Are you are Serial Quitter? Do you start projects and not finish them? Do you come up with new ideas to solve problems, start building out the idea then quit midway through? Do you constantly change your major in college or start degree programs and stop when it gets hard? Do you start drafting plans, and make excuses to stop because of the challenges? Do you set goals that you are excited to start but don’t see it to the end? If you answered Yes to all or most of those questions, you might be a Serial Quitter.

Don’t think that I am shaming you if you happen to be a Serial Quitter because I’ve been one for most of my life so I can relate. Looking back I can’t tell you how many things I’ve talked myself out of doing that I really wanted to pursue.  I’ve talked myself out of business ideas, career paths, traveling adventures, etc., and I’ve finally reached a point where I was tired of it. I don’t mean to sound like a negative person because I have achieved a lot of great things in my life, but my standards have evolved over time and I expect bigger and better things from myself and so should you.

I remember taking a new job as a Program Manager at a large company about 5 years ago and I had some freedom to develop the role the way that I saw fit for the position. I was having a conversation with my new co-worker at the time to determine what my role should be, and I shared some ideas I had with him. About 5 minutes after sharing my thoughts, my co-worker looked at me and said, “Think Bigger”.  Why tell that boring story? That conversation with my co-worker lit a spark in me and I realized right then and there that I’ve been selling myself short not just in my career, but in my life in general. I allowed the mini successes in my professional career and in my spiritual studies fool me into thinking that I somehow “made it”, but I was still mediocre at best and that’s largely due to all of the quitting I’ve done in the past. I know that sounds harsh but I believe we are designed to accomplish far more in life than most of us actually do. It’s ok to celebrate your wins and briefly pat yourself on the back, but soon after you gotta (Yea, I wrote gotta, relax) move on and stay focused on your long-term vision and stick to what your start.
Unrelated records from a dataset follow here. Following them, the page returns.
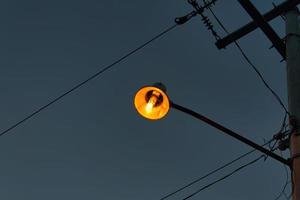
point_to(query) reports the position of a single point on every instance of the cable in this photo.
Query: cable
(88, 79)
(213, 172)
(281, 134)
(224, 177)
(251, 64)
(285, 185)
(230, 174)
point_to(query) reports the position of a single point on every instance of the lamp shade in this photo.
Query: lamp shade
(152, 102)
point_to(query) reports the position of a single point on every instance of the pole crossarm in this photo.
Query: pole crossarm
(264, 26)
(230, 133)
(278, 10)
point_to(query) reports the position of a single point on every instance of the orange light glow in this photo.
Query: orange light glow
(152, 102)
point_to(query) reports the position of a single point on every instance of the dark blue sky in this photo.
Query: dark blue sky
(92, 144)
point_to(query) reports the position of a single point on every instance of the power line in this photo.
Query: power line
(88, 79)
(282, 133)
(224, 177)
(231, 173)
(285, 184)
(251, 63)
(213, 171)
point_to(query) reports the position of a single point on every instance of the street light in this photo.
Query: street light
(153, 103)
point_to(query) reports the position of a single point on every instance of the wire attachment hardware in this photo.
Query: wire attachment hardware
(186, 18)
(206, 21)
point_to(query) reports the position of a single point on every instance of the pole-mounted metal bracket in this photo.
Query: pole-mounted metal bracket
(294, 126)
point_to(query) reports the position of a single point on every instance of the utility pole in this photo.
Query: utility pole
(290, 51)
(293, 84)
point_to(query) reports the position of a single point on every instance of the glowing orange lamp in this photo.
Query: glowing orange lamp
(152, 102)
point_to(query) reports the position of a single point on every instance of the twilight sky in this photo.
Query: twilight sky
(92, 144)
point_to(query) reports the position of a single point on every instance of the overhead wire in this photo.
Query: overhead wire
(214, 171)
(251, 63)
(282, 132)
(228, 175)
(285, 184)
(82, 83)
(223, 178)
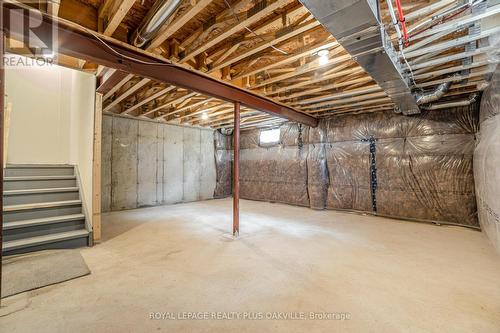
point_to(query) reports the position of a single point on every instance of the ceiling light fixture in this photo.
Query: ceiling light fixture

In order to reverse your Serial Quitter habits first start with thinking about and writing down the vision you have for your life professionally, personally and spiritually. It’s ok if this changes a bit as you learn more about yourself and have different life experiences, but you need a vision to keep your mind in check when you feel pressure to quit something that supports your goals. Secondly, you must actually BELIEVE that you can achieve and DESERVE the vision you wrote down. This is where self-esteem and self-worth come into play. Having a strong sense of self-worth will help you defeat doubt when those negative voices come into your mind. Lastly, Execute, Execute, Execute. Your vision will not become a reality if you don’t put in the hard work over the span of years or even decades. Set small goals, crush them, then move on to the next goal propelling yourself forward in the right direction.
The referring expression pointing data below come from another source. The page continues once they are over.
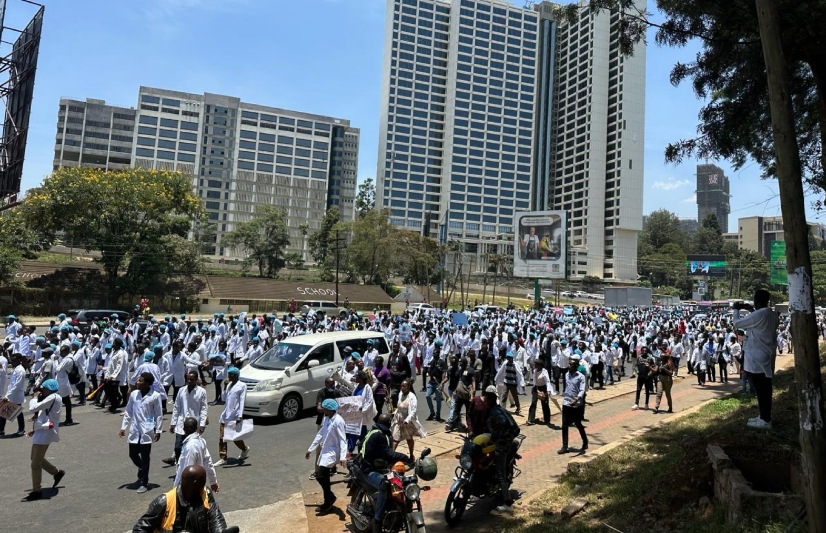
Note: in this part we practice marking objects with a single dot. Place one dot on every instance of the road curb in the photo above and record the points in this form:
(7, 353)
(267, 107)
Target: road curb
(577, 464)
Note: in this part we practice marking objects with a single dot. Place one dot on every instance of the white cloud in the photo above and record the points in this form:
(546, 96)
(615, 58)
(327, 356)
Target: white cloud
(670, 184)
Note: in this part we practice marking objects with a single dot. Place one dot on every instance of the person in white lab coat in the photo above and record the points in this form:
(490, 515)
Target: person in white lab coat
(333, 442)
(46, 405)
(16, 392)
(195, 452)
(190, 403)
(144, 418)
(235, 395)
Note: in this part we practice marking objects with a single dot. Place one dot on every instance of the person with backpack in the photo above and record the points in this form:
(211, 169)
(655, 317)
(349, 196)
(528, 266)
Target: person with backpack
(503, 429)
(64, 366)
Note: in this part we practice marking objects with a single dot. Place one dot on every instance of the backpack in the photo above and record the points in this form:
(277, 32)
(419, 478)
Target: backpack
(74, 373)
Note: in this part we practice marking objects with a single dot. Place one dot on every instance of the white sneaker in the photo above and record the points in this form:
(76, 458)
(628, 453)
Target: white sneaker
(760, 424)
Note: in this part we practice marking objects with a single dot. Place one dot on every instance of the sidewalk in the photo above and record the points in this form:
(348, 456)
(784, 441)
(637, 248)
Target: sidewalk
(609, 418)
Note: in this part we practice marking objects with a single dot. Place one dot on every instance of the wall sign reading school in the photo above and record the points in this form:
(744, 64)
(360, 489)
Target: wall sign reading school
(540, 244)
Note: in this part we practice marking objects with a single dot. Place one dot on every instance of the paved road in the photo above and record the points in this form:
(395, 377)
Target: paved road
(96, 496)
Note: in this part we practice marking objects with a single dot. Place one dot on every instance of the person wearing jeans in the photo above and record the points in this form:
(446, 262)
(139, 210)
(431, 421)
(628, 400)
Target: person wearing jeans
(574, 396)
(331, 443)
(144, 419)
(436, 378)
(46, 406)
(759, 352)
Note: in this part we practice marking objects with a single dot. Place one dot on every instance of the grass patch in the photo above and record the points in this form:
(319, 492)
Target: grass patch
(662, 480)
Stop being a Serial Quitter and get to the finish line!

Author: Mike Free, CEO and Founder of Grind Over matter

One thought on “The Serial Quitter

  1. Great advise! I’ve always dragged my heels and came up with more excuses as to why I can’t verses how I can. I found it easier to help someone else with their goals verses my own but it could have been because I wasn’t necessarily responsible for them. Now that I have my own goals and have taken steps towards actually achieving them, I holding myself responsible and accountable to make progress. Thank you Mike Free!